= Chingford South water treatment works =

The Chingford South water treatment works is a 58 million litre per day water processing facility commissioned in 2005 and located adjacent to the William Girling reservoir in north east London.

== Background ==
In March 2003 Thames Water identified that by 2005 there would be a deficit in water treatment and supply capacity in North London. To address this deficit a new water treatment facility was constructed on 1.5 ha site adjacent to the William Girling reservoir and the A110 road.

== Facilities ==
The Chingford South works abstracts water from the surface waters of the William Girling and King George V reservoirs at up to 40 million litre per day (Ml/d) available throughout the year, and up to 18 Ml/d from the North London Abstraction and Recharge scheme boreholes for up to six months of the year.
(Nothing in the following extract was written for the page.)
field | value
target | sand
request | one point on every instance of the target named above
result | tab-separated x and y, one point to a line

The plant is housed in five major buildings:

- Low lift pumping station
- Main process plant (70m by 40m)
- Lamella clarifier plant
- Ozone generation and contactor
- High lift pumping station

The main process units are dissolved air flotation (DAF) and rapid gravity filters (RGF).

Steel tanks were used instead of conventional concrete tanks. Although their design life of 25 years is shorter than concrete tanks (60 years), construction time was faster.

The works were constructed over the period April 2004 to September 2005. The completed plant was handed over to Thames Water in November 2005. The cost was £43 million.